Труднее было уломать односельчан относительно постройки дома. Он
надумал снести флигель в княжеской усадьбе, которая стояла, разоренная и
брошенная, за голым парком на горе. В барском доме ничего не осталось -
одни выбитые окна зияли между облупившимися колоннами. Флигель же, где жил
управляющий, был цел. Его нетрудно разобрать и перенести на пепелище.

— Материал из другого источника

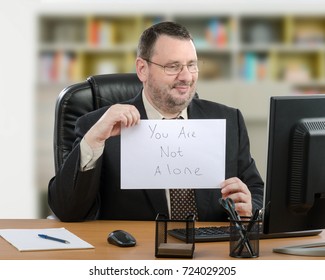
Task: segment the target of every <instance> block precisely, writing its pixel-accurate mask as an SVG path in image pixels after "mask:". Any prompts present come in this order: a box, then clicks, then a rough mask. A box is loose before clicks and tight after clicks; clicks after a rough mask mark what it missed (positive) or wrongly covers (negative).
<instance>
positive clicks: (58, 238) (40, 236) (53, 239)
mask: <svg viewBox="0 0 325 280" xmlns="http://www.w3.org/2000/svg"><path fill="white" fill-rule="evenodd" d="M38 236H39V237H40V238H44V239H48V240H53V241H57V242H61V243H66V244H69V243H70V242H69V241H67V240H64V239H60V238H57V237H53V236H49V235H46V234H39V235H38Z"/></svg>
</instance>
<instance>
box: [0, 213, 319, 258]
mask: <svg viewBox="0 0 325 280" xmlns="http://www.w3.org/2000/svg"><path fill="white" fill-rule="evenodd" d="M217 224H218V223H209V225H217ZM200 225H202V223H196V226H200ZM204 225H206V224H204ZM52 227H65V228H66V229H68V230H69V231H71V232H72V233H74V234H76V235H77V236H79V237H80V238H82V239H83V240H85V241H87V242H89V243H90V244H92V245H94V246H95V249H87V250H60V251H37V252H19V251H18V250H17V249H16V248H15V247H13V246H12V245H10V244H9V243H8V242H7V241H6V240H4V239H2V238H0V259H6V260H15V259H22V260H27V259H29V260H60V259H64V260H81V259H84V260H106V259H114V260H119V259H121V260H137V259H139V260H151V259H156V258H155V222H137V221H91V222H82V223H62V222H59V221H56V220H45V219H44V220H28V219H26V220H25V219H23V220H9V219H8V220H7V219H2V220H0V228H52ZM116 229H123V230H126V231H128V232H130V233H131V234H132V235H133V236H134V237H135V238H136V239H137V245H136V246H135V247H129V248H120V247H116V246H114V245H111V244H108V243H107V241H106V238H107V235H108V233H110V232H111V231H113V230H116ZM314 242H325V233H324V232H322V234H320V235H318V236H313V237H303V238H301V237H296V238H280V239H268V240H261V241H260V257H259V258H256V259H257V260H261V259H262V260H265V259H266V260H271V259H274V260H281V259H287V260H290V259H302V260H306V259H308V260H310V259H318V260H320V259H325V257H324V258H323V257H306V256H293V255H284V254H277V253H273V252H272V249H273V248H274V247H280V246H291V245H298V244H305V243H314ZM228 254H229V242H209V243H196V245H195V252H194V257H193V259H211V260H218V259H219V260H227V259H232V260H234V258H230V257H229V256H228ZM160 260H163V259H160Z"/></svg>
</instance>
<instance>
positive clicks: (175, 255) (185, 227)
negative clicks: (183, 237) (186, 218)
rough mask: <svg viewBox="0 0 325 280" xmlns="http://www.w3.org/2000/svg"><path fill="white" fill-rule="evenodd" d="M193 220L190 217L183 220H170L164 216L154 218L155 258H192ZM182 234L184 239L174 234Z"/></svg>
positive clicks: (193, 228)
mask: <svg viewBox="0 0 325 280" xmlns="http://www.w3.org/2000/svg"><path fill="white" fill-rule="evenodd" d="M194 227H195V219H194V215H190V216H189V217H188V218H187V219H185V220H170V219H168V218H167V216H166V215H163V214H158V215H157V218H156V238H155V256H156V257H159V258H193V253H194V247H195V238H194ZM178 232H182V233H183V235H182V236H183V237H184V238H177V234H176V236H175V233H178Z"/></svg>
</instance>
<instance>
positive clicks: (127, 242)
mask: <svg viewBox="0 0 325 280" xmlns="http://www.w3.org/2000/svg"><path fill="white" fill-rule="evenodd" d="M107 242H108V243H110V244H113V245H116V246H119V247H131V246H134V245H135V244H136V240H135V238H134V237H133V236H132V235H131V234H130V233H128V232H126V231H124V230H121V229H118V230H114V231H112V232H111V233H110V234H109V235H108V237H107Z"/></svg>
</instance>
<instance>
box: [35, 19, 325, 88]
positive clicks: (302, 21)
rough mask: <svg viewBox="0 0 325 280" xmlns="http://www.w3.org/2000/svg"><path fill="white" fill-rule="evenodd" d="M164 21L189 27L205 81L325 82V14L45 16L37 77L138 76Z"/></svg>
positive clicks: (65, 78) (43, 79) (40, 77)
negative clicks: (155, 35) (146, 42)
mask: <svg viewBox="0 0 325 280" xmlns="http://www.w3.org/2000/svg"><path fill="white" fill-rule="evenodd" d="M162 20H175V21H177V22H179V23H181V24H183V25H185V26H186V27H187V28H188V29H189V31H190V32H191V34H192V36H193V38H194V43H195V45H196V49H197V53H198V58H199V59H200V60H203V61H204V67H203V68H202V69H200V79H203V81H209V80H228V81H229V82H234V81H236V80H238V79H239V80H243V81H247V82H252V81H254V82H263V81H273V82H275V83H278V82H286V83H289V84H292V85H293V86H294V85H296V84H298V83H301V82H305V83H309V84H311V83H317V82H318V81H321V80H324V79H325V16H324V17H323V16H319V15H305V16H302V15H292V14H291V15H287V14H274V15H265V16H259V15H253V14H252V15H248V14H245V15H240V14H236V15H233V14H216V15H213V14H212V15H211V14H210V15H177V14H176V15H172V14H168V15H165V14H159V13H158V14H152V15H150V14H148V15H141V16H139V15H109V14H108V15H104V14H92V15H78V14H77V15H73V16H69V17H68V16H65V17H62V16H60V15H43V16H40V17H39V21H38V24H39V42H38V45H39V61H40V62H39V66H40V67H39V77H40V80H41V81H42V82H43V83H44V82H45V83H46V81H47V82H49V83H52V84H53V83H55V82H58V83H61V82H62V81H63V82H66V81H71V82H75V81H78V80H83V79H85V78H87V76H89V75H95V74H102V73H114V72H134V70H135V68H134V61H135V58H136V49H137V42H138V38H139V36H140V34H141V33H142V31H143V30H144V29H145V28H146V27H148V26H150V25H152V24H153V23H155V22H159V21H162ZM53 73H56V74H55V75H54V74H53Z"/></svg>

Но мужички все еще чего-то боялись. В селе не было никакой власти, -
гетманскую изгнали, петлюровская кое-как держалась только в городах,
красная еще не пришла. Без власти, может быть, с непривычки, было все-таки
страшновато: как бы кто потом не спросил. Решили избрать старосту. Но в
старосты никто не захотел идти, - богатые и умные только махали рукой: "Да
что вы, да зачем мне это надо..." Поставить на эту должность бобыля
какого-нибудь, которому терять нечего, - не хотелось. С советской стороны
шел слух про этих бобылей, что из смирных становятся они - ой, какие
бойкие.
Подходящего человека нашли бабы, - одна надоумила другую, и защебетали
по всему селу, что старостой сам бог велел выбирать деда Афанасия. Этот
дед жил на покое при двух своих снохах (сыновей его убили в германскую
войну), в поле не работал, смотрел за птицей да вокруг дома и покрикивал
на снох. Старик был мелочный, придирчивый. В незапамятные времена служил
при генерале Скобелеве.
Дед Афанасий сразу согласился быть старостой: "Спасибо, почтили меня,
но уж не отступайтесь - слухать себя заставлю". С седой бородой,
расчесанной по-скобелевски на две стороны, в подпоясанном низко кожухе, с
высокой ореховой палкой ходил он по селу и высматривал - к чему бы
придраться.
Алексей, встречая его, каждый раз снимал шапку и почтительно кланялся.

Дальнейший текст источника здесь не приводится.